2 Populating the raw data

From this point on, any command run will be performed in this text document, so you will get to read along as I make my decisions/mistakes.

I decided I will work using the read-only copies in Najib’s tree.

cd preprocessing
ln -s /fs/cbcb-lab/nelsayed/raw_data/speer/iprgc* .

I now have 129 symlinks in my preprocessing directory with one hole where a sample got changed and a couple new iprgc IDs due to the changes introduced by April’s reprocessing.

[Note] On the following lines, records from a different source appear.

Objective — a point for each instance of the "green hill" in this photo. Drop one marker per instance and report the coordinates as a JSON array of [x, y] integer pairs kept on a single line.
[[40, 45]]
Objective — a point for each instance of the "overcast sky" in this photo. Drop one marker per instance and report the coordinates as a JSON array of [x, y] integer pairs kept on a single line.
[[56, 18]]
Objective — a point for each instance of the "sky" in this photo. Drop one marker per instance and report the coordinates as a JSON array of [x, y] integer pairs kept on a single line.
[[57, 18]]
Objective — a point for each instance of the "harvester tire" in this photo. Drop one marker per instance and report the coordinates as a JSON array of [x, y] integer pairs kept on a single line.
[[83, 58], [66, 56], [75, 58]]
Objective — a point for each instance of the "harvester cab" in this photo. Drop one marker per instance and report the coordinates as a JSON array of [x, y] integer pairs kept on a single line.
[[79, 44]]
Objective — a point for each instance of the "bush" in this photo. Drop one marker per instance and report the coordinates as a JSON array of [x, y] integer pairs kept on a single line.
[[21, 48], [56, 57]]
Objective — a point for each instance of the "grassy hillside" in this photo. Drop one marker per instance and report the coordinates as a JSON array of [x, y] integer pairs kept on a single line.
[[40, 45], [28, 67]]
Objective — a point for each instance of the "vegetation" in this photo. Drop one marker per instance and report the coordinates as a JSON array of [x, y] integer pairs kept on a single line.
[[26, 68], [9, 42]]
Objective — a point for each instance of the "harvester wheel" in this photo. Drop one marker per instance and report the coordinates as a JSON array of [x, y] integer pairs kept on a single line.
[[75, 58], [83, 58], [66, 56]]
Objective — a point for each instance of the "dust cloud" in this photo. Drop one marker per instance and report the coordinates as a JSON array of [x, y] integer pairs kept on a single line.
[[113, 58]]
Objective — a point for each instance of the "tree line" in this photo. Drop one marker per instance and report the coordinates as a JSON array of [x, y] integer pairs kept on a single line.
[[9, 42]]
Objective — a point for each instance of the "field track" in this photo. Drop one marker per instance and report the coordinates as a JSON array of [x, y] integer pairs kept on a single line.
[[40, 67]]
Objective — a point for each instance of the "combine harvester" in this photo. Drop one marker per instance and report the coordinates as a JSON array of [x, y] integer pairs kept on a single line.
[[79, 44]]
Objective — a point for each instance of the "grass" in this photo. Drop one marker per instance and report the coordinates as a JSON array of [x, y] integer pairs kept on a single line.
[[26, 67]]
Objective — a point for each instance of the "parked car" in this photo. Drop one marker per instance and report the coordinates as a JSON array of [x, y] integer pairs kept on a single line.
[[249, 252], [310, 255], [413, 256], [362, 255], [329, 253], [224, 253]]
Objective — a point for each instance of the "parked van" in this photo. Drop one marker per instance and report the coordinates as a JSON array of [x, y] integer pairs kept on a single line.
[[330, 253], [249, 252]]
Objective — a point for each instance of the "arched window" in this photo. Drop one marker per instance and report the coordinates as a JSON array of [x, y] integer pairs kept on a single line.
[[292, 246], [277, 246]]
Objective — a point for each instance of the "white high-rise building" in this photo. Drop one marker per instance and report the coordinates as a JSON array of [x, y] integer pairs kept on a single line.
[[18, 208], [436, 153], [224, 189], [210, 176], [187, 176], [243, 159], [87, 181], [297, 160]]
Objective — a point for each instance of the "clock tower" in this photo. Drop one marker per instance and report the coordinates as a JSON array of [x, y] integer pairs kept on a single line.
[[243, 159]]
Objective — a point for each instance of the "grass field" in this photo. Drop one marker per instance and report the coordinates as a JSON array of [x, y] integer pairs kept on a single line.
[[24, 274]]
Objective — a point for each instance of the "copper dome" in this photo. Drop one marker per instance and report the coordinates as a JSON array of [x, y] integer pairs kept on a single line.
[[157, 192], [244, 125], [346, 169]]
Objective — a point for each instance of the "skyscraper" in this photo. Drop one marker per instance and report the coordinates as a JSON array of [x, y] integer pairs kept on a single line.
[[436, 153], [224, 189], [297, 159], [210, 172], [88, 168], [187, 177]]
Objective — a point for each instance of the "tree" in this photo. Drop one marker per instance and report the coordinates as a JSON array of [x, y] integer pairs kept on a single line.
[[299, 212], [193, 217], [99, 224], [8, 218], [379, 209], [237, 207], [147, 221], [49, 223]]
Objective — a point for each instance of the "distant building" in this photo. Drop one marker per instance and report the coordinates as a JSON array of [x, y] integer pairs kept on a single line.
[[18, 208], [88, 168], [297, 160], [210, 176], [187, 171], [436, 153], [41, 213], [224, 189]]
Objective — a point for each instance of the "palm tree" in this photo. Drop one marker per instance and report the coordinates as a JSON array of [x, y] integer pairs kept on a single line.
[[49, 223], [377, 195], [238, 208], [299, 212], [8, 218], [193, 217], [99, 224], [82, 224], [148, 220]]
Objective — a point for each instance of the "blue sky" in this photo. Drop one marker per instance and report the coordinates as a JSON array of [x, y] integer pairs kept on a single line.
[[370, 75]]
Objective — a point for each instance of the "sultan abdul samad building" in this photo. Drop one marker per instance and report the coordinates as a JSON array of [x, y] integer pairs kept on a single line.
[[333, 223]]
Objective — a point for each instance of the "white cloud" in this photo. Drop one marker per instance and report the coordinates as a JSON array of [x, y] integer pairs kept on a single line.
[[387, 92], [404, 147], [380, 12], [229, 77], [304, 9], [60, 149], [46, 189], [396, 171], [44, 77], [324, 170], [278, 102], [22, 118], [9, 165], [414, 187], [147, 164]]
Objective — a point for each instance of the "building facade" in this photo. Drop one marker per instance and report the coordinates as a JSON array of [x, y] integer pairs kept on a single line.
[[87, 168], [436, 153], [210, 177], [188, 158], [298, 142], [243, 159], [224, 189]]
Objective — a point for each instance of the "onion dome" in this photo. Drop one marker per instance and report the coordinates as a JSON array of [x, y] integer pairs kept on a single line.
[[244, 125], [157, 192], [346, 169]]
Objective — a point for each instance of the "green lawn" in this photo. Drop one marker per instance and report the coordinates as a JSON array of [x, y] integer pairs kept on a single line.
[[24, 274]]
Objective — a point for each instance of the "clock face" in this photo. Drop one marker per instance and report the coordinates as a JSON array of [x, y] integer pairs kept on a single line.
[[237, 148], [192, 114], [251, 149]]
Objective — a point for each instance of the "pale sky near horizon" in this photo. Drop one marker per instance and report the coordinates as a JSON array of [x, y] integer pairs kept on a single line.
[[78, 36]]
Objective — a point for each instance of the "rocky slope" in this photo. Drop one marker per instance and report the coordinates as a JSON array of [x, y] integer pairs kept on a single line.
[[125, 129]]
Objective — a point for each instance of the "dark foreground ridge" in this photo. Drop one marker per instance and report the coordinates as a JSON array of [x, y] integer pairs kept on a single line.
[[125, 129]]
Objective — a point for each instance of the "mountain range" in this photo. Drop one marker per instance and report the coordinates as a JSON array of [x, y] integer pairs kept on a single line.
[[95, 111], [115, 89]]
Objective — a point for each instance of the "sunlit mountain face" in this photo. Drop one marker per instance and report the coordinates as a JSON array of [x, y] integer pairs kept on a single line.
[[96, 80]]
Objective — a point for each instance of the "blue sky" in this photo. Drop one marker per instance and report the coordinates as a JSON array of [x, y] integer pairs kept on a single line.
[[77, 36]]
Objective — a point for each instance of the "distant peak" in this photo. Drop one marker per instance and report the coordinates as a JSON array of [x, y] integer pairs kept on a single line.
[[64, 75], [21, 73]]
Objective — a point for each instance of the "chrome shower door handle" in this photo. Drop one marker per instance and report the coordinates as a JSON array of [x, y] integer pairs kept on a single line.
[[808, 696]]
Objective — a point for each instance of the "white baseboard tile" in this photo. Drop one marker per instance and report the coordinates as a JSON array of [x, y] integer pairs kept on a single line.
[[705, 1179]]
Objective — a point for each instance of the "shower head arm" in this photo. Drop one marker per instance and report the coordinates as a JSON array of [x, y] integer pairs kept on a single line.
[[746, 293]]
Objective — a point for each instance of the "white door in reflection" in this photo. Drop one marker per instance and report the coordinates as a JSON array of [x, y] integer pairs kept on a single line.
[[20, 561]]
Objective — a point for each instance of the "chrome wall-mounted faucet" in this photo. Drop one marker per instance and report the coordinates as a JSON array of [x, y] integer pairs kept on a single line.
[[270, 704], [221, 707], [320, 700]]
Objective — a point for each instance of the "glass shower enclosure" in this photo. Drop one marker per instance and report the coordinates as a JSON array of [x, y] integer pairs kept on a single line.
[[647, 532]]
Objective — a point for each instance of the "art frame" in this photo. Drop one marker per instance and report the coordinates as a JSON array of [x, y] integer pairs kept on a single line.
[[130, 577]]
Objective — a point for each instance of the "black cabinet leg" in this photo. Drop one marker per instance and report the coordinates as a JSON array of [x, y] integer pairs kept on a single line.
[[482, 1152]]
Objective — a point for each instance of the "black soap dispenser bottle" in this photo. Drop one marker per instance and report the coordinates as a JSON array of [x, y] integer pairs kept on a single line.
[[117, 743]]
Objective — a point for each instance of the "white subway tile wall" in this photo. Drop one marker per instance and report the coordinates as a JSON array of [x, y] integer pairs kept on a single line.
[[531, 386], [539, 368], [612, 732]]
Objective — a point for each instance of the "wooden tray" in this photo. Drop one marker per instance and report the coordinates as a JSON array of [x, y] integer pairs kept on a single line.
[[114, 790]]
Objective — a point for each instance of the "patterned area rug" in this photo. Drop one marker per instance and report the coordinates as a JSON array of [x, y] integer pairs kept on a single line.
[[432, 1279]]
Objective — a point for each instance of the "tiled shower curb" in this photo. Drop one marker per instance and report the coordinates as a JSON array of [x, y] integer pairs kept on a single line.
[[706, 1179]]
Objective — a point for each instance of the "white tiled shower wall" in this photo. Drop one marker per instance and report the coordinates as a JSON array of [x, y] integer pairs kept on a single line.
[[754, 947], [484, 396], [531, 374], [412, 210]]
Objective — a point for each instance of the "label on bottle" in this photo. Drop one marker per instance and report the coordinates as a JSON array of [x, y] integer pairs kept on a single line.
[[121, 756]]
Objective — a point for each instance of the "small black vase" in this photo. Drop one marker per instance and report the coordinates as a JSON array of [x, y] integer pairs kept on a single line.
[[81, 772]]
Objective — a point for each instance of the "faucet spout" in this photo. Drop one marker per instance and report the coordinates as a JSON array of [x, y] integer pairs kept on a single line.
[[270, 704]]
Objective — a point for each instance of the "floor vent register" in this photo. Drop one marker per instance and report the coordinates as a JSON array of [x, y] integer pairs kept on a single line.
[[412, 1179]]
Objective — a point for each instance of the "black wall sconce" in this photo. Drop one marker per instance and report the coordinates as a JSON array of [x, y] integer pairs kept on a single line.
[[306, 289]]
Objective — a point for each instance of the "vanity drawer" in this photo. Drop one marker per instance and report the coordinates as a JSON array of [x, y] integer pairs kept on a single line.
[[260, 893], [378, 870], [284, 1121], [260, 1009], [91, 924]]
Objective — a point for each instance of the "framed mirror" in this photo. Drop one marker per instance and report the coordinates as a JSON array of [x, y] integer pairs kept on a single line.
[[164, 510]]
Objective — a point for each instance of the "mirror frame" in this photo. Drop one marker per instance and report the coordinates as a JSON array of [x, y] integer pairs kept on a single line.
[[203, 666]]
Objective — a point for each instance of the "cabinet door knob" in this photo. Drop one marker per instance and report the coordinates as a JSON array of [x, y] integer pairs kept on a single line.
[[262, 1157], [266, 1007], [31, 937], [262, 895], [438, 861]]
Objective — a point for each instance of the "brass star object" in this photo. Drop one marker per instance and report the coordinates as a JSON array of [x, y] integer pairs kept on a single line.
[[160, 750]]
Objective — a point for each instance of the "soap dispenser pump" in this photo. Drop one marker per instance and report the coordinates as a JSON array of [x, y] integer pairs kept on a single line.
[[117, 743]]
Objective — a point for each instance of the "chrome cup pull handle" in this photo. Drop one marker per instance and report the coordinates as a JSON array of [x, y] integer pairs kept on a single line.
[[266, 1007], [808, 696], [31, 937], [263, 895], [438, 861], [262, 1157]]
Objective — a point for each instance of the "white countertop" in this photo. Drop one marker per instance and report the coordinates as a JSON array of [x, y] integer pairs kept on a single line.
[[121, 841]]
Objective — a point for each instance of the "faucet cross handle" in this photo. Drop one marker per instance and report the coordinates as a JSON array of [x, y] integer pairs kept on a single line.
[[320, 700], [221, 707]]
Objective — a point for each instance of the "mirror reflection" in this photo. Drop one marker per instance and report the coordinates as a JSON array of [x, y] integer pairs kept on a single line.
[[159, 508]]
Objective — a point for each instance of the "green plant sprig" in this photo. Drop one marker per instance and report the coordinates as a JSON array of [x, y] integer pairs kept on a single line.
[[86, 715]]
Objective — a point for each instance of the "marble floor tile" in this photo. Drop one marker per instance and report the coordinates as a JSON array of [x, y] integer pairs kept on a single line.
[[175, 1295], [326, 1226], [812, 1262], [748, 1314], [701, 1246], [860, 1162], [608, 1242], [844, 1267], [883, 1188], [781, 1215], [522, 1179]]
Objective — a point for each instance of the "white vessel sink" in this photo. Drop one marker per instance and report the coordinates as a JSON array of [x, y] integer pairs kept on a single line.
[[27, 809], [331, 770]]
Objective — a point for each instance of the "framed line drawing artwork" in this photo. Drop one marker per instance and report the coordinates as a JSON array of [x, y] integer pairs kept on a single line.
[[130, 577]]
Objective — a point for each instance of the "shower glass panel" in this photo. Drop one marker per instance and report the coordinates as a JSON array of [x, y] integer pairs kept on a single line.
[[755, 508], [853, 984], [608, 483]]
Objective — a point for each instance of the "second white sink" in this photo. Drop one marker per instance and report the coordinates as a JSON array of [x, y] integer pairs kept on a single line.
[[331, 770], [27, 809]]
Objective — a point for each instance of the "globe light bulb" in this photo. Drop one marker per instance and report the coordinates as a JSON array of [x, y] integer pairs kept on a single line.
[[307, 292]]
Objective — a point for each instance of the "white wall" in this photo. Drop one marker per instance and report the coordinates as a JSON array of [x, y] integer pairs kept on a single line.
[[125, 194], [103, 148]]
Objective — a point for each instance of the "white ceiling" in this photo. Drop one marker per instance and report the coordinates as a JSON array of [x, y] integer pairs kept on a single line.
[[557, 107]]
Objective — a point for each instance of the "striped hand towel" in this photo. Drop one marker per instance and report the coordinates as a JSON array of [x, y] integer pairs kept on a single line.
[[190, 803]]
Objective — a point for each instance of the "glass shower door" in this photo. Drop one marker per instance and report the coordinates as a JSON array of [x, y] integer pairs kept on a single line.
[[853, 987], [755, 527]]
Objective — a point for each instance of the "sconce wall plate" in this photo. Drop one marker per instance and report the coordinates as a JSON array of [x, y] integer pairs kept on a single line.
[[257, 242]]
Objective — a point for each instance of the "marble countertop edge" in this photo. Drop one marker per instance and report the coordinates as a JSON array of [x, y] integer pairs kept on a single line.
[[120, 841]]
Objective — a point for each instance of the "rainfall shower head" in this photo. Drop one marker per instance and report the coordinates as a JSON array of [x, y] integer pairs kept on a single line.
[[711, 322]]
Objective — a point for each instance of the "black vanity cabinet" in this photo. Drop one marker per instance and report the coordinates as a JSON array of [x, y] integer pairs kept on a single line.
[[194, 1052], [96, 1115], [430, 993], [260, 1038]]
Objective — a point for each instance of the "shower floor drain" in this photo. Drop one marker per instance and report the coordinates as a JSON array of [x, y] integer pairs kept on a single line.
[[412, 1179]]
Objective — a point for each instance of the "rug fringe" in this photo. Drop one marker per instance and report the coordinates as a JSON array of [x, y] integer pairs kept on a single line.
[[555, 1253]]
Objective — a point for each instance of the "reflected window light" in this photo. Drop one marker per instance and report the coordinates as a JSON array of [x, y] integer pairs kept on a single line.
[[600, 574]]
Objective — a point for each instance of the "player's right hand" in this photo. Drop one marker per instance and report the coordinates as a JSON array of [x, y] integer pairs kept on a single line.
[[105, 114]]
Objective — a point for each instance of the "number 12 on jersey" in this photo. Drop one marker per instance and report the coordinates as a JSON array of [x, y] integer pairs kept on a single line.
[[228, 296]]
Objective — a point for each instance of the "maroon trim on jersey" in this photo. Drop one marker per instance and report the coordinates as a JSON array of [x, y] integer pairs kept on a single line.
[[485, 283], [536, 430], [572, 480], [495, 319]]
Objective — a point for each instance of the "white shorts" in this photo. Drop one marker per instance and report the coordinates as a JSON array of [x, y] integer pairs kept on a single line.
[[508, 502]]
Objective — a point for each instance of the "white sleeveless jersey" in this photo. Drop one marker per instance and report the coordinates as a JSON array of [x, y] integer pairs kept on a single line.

After staring at the screen for a moment, I decided to split these samples into subdirectories named after the sequencing year, thus:

mkdir 2019 2020 2022 2023

mv iprgc_0[1-8] 2019

mv iprgc_09 iprgc_1* iprgc_2* iprgc_3* iprgc_4* iprgc_5* iprgc_60 iprgc_61 2020

mv iprgc_6* iprgc_7* iprgc_8[0-4] 2022

mv iprgc* 2023

## haha I was a doofus and moved the 100s into 2020 directory because iprgc_1* matches 100+
mv 2020/iprgc_1[0-9][0-9] 2023

I am doing this because I am guessing there may be relevant differences in the various rounds of sequencing. In addition I am reasonably certain all the takara samples are in 2022 and 2023.

Ok, so now I should be able to comfortably process different sequencing platform data using for-loops without worrying too much about shenanigans.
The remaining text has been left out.